Review: A People’s History of the World
By Chris Harman, Palgrave Macmillan $39.95

READING CHRIS Harman’s epic A People’s History of the World, republished by Verso, was a delight.

At 620 pages, this is more than a series of fascinating facts or tales of “great leaders” with easy- to-read individual chapters from ancient Greece and Rome, to China and Byzantium in the “Middle Ages” to the new world disorder of the 21st century.

The book recounts the history of class struggle since the birth of class society. From slave revolts, peasant uprisings, to the modern working class taking strike action against being ripped off at work as well as against the kind of world our rulers want us to live in.

Harman uses the Marxist approach to show how changes in “the forces of production” have led to changes in “the relationships of production”. These, as Chris argues so well throughout, “eventually transform the wider relationships in society as a whole.”

Karl Marx’s starting point was that before human beings could indulge in politics, religion or culture, they have to keep themselves alive by making sure they are fed and clothed.

He showed how ideas and the way society is organised stem from the method of production, whether it is slavery, serfdom or capitalism.

Marx and his collaborator, Frederick Engels, argued that human beings have only ever been able to gain a livelihood—food, shelter, and clothing—by working together to use and shape the products of our natural environment. This is the precondition for us doing anything else.

When the ways we work together change, so do our wider relations with each other. But once one group gets control of the process of work—a ruling class—wider ranging change cannot take place without struggles between that ruling class and the rest of society.

This is the method makes Harman’s book stand head-and-shoulders above the more conventional approaches to history. They cannot find a unifying theme for human history except banalities or sophisms, such as static “human nature” or a “naked ape” version of human endeavour.

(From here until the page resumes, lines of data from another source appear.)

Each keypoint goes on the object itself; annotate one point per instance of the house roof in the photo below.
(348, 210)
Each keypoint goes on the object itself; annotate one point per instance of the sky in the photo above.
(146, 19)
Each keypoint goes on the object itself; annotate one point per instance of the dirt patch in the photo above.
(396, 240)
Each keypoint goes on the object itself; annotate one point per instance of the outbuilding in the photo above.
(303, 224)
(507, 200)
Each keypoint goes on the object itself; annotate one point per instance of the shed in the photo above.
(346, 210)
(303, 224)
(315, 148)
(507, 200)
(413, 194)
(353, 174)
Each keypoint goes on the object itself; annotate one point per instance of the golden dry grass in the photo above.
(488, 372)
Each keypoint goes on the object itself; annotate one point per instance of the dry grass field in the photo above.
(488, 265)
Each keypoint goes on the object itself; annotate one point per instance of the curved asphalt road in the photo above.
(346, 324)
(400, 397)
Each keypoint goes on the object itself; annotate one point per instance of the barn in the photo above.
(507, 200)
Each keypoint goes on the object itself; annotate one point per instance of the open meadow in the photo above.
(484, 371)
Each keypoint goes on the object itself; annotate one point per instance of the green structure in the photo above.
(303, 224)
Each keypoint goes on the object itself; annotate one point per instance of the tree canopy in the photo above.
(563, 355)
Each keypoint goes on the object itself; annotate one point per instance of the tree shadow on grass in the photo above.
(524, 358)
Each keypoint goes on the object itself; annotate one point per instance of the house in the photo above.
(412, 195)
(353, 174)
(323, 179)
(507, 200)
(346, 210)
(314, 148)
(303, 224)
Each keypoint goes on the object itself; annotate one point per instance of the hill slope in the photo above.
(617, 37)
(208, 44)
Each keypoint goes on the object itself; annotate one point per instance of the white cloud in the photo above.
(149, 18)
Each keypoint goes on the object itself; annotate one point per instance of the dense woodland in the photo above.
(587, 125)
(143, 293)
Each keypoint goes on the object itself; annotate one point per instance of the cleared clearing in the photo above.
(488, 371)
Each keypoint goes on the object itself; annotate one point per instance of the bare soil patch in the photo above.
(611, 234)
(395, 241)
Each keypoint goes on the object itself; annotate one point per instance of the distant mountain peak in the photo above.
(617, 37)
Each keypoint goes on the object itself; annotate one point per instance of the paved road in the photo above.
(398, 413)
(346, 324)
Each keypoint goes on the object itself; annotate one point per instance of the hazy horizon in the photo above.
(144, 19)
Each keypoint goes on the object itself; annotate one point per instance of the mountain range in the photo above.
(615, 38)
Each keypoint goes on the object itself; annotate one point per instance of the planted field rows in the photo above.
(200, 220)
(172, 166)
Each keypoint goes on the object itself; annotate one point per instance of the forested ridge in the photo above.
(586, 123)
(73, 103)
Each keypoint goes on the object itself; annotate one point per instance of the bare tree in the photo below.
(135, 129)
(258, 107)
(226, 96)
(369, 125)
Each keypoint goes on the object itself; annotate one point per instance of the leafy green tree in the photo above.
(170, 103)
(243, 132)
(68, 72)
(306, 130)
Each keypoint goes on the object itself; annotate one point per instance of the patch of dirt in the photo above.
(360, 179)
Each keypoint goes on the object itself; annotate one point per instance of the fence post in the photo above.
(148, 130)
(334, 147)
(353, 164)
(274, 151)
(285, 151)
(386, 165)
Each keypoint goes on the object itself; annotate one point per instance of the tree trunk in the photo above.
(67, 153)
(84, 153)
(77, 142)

Our rulers have always tried to present history as nothing more than a record of the supposedly heroic deeds of themselves and their predecessors.

Theirs is an ahistorical view that assumes that prehistoric society was organised just like ours, except in stone or metal.

The opening chapters of A People’s History illustrate how hunting and gathering societies depended on cooperation for their survival. With no surplus above what was essential for immediate consumption, class society was not just undesirable, but impossible.

Because people lived in foraging bands continually moving on to other sources of plant food, “there could not have been the obsession with private property that we take for granted today”.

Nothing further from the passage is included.